The Committee on Public Finance recently took into consideration an Order inclusive of updated guidelines on outward investments, introducing increased thresholds for local companies to invest overseas and streamlining processes to facilitate cross-border expansion, the parliament stated in a press release issued yesterday (4).
The text of the press release: “The said Order under Section 22 of the Foreign Exchange Act, No. 12 of 2017 Published in the Gazette Extraordinary No. 2441/14 of 18.06.2025 was thus approved after due consideration.
These matters were discussed at the meeting of the Committee on Public Finance Chaired by Member of Parliament (Dr.) Harsha de Silva on 29.07.2025.
Under the new framework, the investment limit for listed companies has been raised from USD 500,000 to USD 750,000 and the limit for unlisted companies has been increased from USD 150,000 to USD 200,000. Companies seeking to invest beyond these limits can now borrow from foreign sources up to USD 2 million, with Central Bank oversight and any investment exceeding USD 2 million will require special approval.
All outward investments must be routed through a designated Outward Investment Account (OIA) in Sri Lanka before funds can be transferred abroad. The Central Bank of Sri Lanka has granted general permission to licensed banks to facilitate these transactions swiftly, ensuring companies can access opportunities without undue delays.
Officials who attended the meeting emphasized that these reforms aim to encourage Sri Lankan businesses, particularly in the technology and software sectors to pursue global expansion while maintaining oversight of capital flows.
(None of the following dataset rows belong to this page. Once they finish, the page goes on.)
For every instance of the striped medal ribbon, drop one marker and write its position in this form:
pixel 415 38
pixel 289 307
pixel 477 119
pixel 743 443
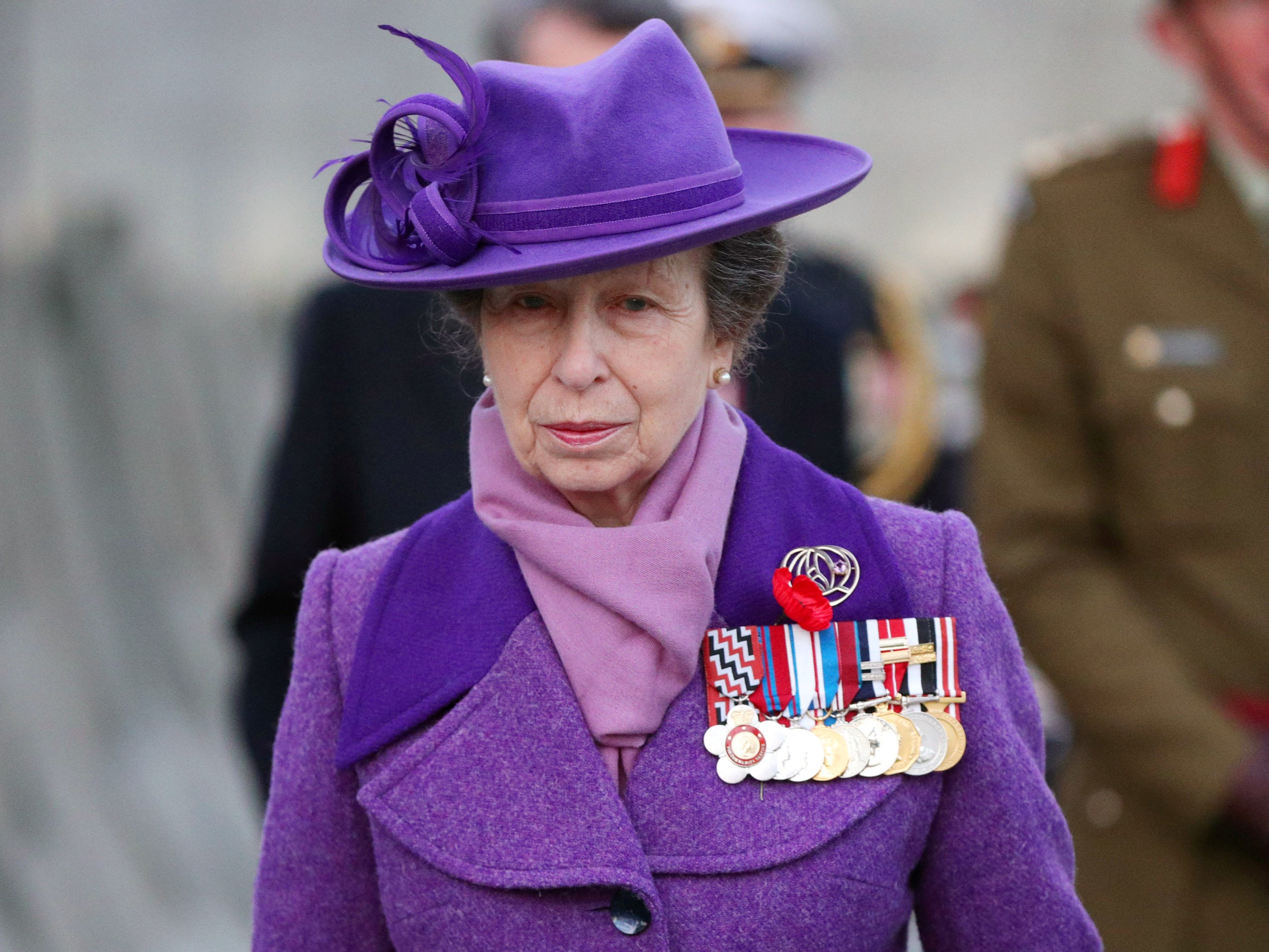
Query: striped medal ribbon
pixel 872 670
pixel 922 678
pixel 848 665
pixel 947 671
pixel 894 652
pixel 802 671
pixel 732 662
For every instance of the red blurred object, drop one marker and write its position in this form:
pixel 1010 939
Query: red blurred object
pixel 1179 165
pixel 802 601
pixel 1249 710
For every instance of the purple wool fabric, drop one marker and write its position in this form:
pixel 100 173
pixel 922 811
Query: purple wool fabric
pixel 495 826
pixel 544 173
pixel 625 606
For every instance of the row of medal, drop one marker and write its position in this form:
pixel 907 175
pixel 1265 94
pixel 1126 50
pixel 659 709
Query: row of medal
pixel 863 698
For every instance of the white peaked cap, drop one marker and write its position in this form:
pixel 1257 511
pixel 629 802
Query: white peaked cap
pixel 790 35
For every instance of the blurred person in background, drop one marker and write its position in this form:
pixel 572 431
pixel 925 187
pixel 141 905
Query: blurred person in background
pixel 376 434
pixel 1122 495
pixel 832 332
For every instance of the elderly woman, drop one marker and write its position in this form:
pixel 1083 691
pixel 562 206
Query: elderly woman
pixel 578 708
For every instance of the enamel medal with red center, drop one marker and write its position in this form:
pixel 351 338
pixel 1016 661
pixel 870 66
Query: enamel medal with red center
pixel 744 746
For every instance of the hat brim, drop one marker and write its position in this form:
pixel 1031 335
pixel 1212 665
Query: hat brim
pixel 786 174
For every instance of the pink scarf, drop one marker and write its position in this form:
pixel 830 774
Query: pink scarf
pixel 626 607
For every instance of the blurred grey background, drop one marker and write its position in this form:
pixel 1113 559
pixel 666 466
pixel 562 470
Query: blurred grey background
pixel 159 221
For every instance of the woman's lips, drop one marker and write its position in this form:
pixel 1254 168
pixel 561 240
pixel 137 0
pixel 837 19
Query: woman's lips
pixel 579 436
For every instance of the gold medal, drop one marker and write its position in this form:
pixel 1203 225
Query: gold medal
pixel 837 753
pixel 909 740
pixel 955 731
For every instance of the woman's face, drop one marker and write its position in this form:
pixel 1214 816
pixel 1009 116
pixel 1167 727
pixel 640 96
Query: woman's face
pixel 598 377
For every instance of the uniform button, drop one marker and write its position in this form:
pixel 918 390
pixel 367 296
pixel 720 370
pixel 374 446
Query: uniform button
pixel 1174 408
pixel 1144 348
pixel 630 913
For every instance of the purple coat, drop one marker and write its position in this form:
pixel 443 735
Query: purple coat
pixel 494 824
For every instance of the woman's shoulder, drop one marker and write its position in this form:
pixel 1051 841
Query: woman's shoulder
pixel 344 580
pixel 925 545
pixel 386 579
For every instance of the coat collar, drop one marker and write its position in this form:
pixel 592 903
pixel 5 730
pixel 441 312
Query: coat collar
pixel 469 794
pixel 452 593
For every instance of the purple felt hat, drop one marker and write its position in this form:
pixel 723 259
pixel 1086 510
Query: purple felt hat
pixel 546 173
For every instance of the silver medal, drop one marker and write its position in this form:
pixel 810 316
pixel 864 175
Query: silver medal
pixel 814 756
pixel 861 751
pixel 791 758
pixel 884 740
pixel 935 743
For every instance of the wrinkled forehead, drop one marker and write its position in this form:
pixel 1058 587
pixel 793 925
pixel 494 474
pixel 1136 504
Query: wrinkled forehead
pixel 672 273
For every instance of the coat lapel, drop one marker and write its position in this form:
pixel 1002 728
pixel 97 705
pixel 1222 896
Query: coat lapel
pixel 474 794
pixel 469 795
pixel 687 819
pixel 438 618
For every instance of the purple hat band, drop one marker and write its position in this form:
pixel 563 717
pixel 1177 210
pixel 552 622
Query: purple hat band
pixel 421 207
pixel 546 173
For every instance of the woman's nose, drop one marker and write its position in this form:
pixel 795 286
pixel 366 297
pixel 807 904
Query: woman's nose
pixel 581 364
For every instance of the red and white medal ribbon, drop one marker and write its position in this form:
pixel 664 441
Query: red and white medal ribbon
pixel 732 662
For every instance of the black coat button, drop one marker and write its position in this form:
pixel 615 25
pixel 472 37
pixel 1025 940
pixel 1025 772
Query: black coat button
pixel 630 913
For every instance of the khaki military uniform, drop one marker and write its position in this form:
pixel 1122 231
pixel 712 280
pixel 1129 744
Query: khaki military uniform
pixel 1122 489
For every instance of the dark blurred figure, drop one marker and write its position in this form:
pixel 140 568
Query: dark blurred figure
pixel 1123 497
pixel 376 434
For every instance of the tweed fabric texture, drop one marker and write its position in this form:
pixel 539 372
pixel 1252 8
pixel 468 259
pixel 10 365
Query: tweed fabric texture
pixel 497 826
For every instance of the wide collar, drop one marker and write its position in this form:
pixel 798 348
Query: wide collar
pixel 452 593
pixel 470 794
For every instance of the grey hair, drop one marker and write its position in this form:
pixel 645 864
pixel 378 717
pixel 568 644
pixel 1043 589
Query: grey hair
pixel 743 277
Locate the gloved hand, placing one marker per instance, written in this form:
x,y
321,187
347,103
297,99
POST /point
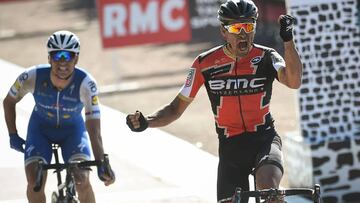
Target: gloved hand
x,y
105,173
286,27
16,142
138,120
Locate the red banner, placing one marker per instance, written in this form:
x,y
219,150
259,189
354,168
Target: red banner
x,y
130,22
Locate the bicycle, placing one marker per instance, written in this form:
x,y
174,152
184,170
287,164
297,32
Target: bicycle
x,y
277,195
66,192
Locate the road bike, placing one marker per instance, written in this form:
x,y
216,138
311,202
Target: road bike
x,y
277,195
66,192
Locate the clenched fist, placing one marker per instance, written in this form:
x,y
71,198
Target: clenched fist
x,y
137,122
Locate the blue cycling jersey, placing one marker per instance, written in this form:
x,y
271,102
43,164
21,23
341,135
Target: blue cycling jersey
x,y
58,107
57,116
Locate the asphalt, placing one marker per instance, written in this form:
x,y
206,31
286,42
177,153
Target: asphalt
x,y
152,166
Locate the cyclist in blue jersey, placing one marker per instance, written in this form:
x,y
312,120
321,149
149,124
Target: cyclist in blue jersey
x,y
60,90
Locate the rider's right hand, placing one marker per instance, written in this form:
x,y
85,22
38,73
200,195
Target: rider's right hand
x,y
137,122
16,142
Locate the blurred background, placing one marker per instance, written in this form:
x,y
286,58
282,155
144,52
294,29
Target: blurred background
x,y
142,76
138,69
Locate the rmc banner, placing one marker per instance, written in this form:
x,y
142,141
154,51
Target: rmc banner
x,y
327,36
130,22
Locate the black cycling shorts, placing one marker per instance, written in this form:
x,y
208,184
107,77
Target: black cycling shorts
x,y
241,155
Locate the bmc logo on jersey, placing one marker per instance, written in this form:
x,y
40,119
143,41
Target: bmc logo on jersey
x,y
237,86
190,77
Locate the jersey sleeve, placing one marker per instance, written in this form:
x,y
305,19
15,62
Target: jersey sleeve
x,y
89,97
23,84
193,82
277,60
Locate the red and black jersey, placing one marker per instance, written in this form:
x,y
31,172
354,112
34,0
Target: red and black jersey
x,y
239,89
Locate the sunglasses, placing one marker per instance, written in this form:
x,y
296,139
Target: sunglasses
x,y
236,28
57,55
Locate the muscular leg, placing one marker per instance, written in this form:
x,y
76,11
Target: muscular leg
x,y
34,197
83,186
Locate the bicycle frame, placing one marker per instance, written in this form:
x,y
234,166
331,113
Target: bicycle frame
x,y
65,191
274,194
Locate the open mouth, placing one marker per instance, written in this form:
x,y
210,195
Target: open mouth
x,y
243,45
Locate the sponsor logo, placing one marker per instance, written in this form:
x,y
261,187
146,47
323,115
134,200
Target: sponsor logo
x,y
66,116
256,60
23,77
17,85
190,77
92,86
95,100
69,99
50,115
237,86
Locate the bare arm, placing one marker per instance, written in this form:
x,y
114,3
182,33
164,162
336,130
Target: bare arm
x,y
9,104
94,130
291,75
168,113
160,118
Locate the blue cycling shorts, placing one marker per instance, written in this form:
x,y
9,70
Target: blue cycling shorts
x,y
72,139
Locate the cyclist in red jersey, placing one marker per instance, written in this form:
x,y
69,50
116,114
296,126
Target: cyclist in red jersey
x,y
238,77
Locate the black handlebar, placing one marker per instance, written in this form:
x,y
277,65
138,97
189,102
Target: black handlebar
x,y
73,164
273,193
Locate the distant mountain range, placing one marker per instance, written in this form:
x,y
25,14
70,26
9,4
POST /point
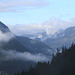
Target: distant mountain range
x,y
58,39
18,52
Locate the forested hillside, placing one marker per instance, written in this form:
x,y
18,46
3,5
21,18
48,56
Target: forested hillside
x,y
62,64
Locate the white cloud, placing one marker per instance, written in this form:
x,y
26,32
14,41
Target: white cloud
x,y
21,5
5,37
25,56
50,26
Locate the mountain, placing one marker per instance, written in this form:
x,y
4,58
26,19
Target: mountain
x,y
18,53
3,27
64,38
37,36
62,64
35,46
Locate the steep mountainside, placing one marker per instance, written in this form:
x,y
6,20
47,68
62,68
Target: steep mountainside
x,y
67,37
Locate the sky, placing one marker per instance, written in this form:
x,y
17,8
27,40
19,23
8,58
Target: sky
x,y
37,15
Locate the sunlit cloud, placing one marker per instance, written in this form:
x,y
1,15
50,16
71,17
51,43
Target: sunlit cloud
x,y
21,5
25,56
50,27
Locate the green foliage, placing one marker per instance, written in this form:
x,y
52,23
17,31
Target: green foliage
x,y
62,64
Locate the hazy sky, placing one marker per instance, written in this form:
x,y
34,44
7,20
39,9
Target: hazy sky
x,y
26,12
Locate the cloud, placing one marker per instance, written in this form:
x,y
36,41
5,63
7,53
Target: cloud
x,y
25,56
50,27
5,37
21,5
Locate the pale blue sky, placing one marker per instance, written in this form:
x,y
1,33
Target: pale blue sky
x,y
37,13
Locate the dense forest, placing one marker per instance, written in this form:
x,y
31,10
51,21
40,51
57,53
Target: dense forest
x,y
63,63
The changes come amid concerns that previous restrictions were prompting some firms to relocate overseas.
Speaking on the updated guidelines, Central Bank of Sri Lanka representatives assured that short-term supplier credit (DA terms) remains classified as a current account transaction, with no additional restrictions.
The Committee also took into consideration the Regulation made under Section 35 of the Public Debt Management Act, No. 33 of 2024 published in the Gazette Extraordinary No. 2443/14 of 30.06.2025. Approval for the Regulation was granted following a discussion at length.
The Committee reviewed cross-border letter of credit (LC) and de-registration requirements pertaining to the importation of vehicles. Moreover, the Committee also inquired on the suggested improvements to the Gambling Regulatory Authority Bill and e-commerce platform taxation and related matters.
Reviewing the Regulation under Section 35 of the Public Debt Management Act, No. 33 of 2024, State-Owned Enterprises (SOEs) will no longer have unrestricted access to international borrowing under the new frame work. They must now undergo stress tests using an IMF-introduced tool to qualify for sovereign guarantees from the Treasury. This mechanism determines risk premiums in addition to lender interest rates, making borrowing more expensive while promoting fiscal discipline among SOEs.
Officials further noted that, based on the Public Debt Management Act, Sri Lanka currently operates under a 7.5% of GDP borrowing ceiling, with approximately 5% of GDP already utilized. This leaves only 2.5% borrowing capacity for future growth and development financing.
The Committee also received an update on the cross-border letter of credit (LC) requirements for vehicle imports. Treasury officials informed the Committee that the Cabinet of Ministers has decided to re-export all vehicles imported under cross-border LCs, though this decision is currently under legal challenge, preventing further discussion.
They also discussed proposed improvements to the Gambling Regulatory Authority Bill, with the Committee advocating for the inclusion of the National Lotteries Board and Development Lotteries Board within the regulatory framework, emphasising that lotteries constitute gambling and should not be excluded.
The officials present also stated that concerns pertaining to e-commerce platform taxation has been resolved. They stated that operations are now flowing smoothly following earlier delays caused by the switch back to HS code-based taxation.
The meeting was attended by Deputy Minister Chathuranga Abeysinghe, Members of Parliament Ravi Karunanayake, Rauff Hakeem, and (Dr.) Kaushalya Ariyarathne.”